Вчера я хорошо, почти до слез вспоминал о Юрике и Милочке.
Вечером вчера произошел со мною странный случай. Пошел я с работы домой часов в девять вечера и проблуждал целый час, сбившись с дороги, хотя до квартиры мне идти всего полтора квартала. Было так темно, что я не видел ничего, даже собственной руки, поднесенной к глазам. Я попал на какие-то огороды, проваливаясь в воронки от снарядов, падал в канавы, попадал в лужи. Я весь измазался в грязи, набрал в ботинки и в конце концов совершенно растерялся. Я решил вернуться назад к месту своей работы, но, проблуждав порядочное время, не мог найти и его. По счастливой случайности столкнулся с одним бойцом, который помог мне найти учреждение, и уже отсюда вновь пошел искать свою квартиру и, наконец-таки, нашел.
Сегодня рано утром мы переселились для работы на новое место. Сейчас 9 ч. вечера. Я отвлекся от работы и записываю эти строчки. Конец года. Завтра Новый год. Сегодня я вымылся в бане, надел чистое белье и чистую гимнастерку. Хотелось еще и побриться, но не нашлось бритвы. Я как бы приготовился к встрече Нового года. Обычно я его встречал в кругу друзей с вином или в гостях, или у себя в квартире, слушая через СВД-9 новогодний концерт. Припоминаю друзей, родных, знакомых. Где вы, мои милые? Живы ли вы и вспоминаете ли обо мне?
1.
Я стоял часовым у землянки комэска
66,
А на сопки, как бинт, навивался туман.
Ночь вступила в права. В тыл войскам Романеску
67По щели пробирался отряд партизан.
Ночь была, словно осень, длинна и угрюма,
Зябкий месяц все глубже залезал в облака.
Я стоял на посту и о разностях думал,
То страдая, то вдруг улыбаясь слегка.
2.
Вот приходит зима. Ноги первые стынут.
На рассвете все тело в лихорадке трясет.
Хорошо бы ушанку… Да поглубже надвинуть,
Ну, сухие портянки, тулуп… сапоги…
По уставу бы все…
Ничегошеньки нет. И не будет, пожалуй.
Но шинель обещали на днях заменить.
Тяжело без хорошей одежды и пищи
Штурмовать третьи сутки гранитное лбище,
Где укрылся фашистский подраненный зверь.

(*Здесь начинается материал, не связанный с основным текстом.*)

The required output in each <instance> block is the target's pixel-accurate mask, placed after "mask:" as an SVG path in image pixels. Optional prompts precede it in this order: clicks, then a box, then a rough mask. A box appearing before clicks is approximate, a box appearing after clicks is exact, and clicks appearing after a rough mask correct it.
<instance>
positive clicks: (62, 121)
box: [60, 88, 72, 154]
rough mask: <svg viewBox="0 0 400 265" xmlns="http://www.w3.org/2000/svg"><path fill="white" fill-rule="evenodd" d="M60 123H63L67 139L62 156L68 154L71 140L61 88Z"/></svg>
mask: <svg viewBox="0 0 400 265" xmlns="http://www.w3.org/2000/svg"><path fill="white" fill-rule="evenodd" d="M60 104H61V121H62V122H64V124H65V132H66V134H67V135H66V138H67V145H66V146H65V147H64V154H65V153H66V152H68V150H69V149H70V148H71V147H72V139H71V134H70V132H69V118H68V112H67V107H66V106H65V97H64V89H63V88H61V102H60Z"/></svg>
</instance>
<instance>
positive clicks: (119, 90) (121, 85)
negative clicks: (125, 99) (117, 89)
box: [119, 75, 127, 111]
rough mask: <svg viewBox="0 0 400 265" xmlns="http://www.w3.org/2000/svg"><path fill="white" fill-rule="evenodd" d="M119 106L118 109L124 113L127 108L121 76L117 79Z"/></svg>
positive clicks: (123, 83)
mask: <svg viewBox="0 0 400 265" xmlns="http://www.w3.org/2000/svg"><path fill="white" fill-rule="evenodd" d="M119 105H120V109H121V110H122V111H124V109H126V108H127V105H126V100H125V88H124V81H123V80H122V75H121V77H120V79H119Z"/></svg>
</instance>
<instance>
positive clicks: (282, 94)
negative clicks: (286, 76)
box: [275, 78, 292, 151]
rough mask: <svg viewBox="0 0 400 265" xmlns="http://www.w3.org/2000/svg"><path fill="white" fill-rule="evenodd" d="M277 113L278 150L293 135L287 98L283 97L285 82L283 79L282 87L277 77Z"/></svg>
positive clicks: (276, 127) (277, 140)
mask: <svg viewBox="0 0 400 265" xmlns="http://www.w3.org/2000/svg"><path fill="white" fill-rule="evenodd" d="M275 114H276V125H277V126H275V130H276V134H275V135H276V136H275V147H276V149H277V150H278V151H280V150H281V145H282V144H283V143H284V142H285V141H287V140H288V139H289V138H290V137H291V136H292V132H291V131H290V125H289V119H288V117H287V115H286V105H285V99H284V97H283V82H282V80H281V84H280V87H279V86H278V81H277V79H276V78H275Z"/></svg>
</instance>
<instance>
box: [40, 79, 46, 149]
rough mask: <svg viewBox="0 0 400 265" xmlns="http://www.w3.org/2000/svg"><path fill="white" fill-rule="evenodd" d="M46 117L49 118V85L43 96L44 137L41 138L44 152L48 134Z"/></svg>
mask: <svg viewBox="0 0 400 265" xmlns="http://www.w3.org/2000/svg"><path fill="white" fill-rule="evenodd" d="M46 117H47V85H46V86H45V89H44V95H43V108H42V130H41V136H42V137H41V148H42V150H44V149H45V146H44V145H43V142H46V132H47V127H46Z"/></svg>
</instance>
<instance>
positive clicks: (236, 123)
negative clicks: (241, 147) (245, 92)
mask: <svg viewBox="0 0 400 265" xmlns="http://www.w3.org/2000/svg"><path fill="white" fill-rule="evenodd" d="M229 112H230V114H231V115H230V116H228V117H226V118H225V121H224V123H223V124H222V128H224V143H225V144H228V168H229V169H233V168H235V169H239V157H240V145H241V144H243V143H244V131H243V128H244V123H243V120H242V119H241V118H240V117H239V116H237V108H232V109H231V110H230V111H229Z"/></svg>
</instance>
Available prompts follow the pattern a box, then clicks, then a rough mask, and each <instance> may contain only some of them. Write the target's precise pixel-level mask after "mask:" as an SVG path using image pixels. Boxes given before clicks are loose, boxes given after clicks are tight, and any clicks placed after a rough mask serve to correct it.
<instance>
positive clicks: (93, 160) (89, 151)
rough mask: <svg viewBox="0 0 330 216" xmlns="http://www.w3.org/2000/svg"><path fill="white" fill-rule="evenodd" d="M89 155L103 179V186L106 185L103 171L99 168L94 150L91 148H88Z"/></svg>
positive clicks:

На горах мы несем ряд ненужных потерь.
Но нигде крепостей таких в мире не сыщешь,
Чтобы с боем не взял гражданин СССР.
Мы прижаты к горам, к этим сумрачным скалам,
Но мы будем и здесь вражью нечисть громить.
Мы достигнем врага и на сопках суровых,
Уничтожим в земле и в глубинах морей.
Мы прольем за отчизну море собственной крови
И потопим в ней орды фашистских зверей.
3.
Я когда-то любил серебристые горы.
На утесы взбирался, чтоб озоном дышать.
Это было давно. Это было в ту пору,
Когда язвой любви разъедалась душа.
Я любил и страдал, как безумец Отелло,
Свои чувства, как мог, от любимой тая.
Я любил, унося за Дарьял омертвелый
Милый образ в душе в золотые края.
4.
Терек, сжатый за горло первозданной плотиной,
Словно буря ревел, грохоча и плюя.
И мне вспомнились вдруг тишина… пианино…
Вальс… и девушек, школьных подружек, семья.
Танцевали не все… Возле сцены стояла
Та, к которой меня подводила судьба.
Наблюдала она. И улыбка блуждала
На ее чуть припухших розоватых губах.
Краткий взгляд на меня. И вспорхнули ресницы.
Колыхнулась и прядь золотистых волос.
А в груди моей сердце подстреленной птицей
трепыхалось. И я будто к полу прирос.
Это было начало. Ты, родная, припомни.
Я, как тень, за тобой целый год проблуждал.
Неприступная! Было страдать нелегко мне,
И я в горы ушел, штурмовать перевал.
Я стоял на вершине, усталый, но гордый,
Изумленно вперед устремлялась рука.
Скалы к солнцу тянули синеватые морды,
А в теснине далекой рокотала река.
Я стоял на вершине. Серебряный ветер,
Словно льдины, над сопкой проносил облака.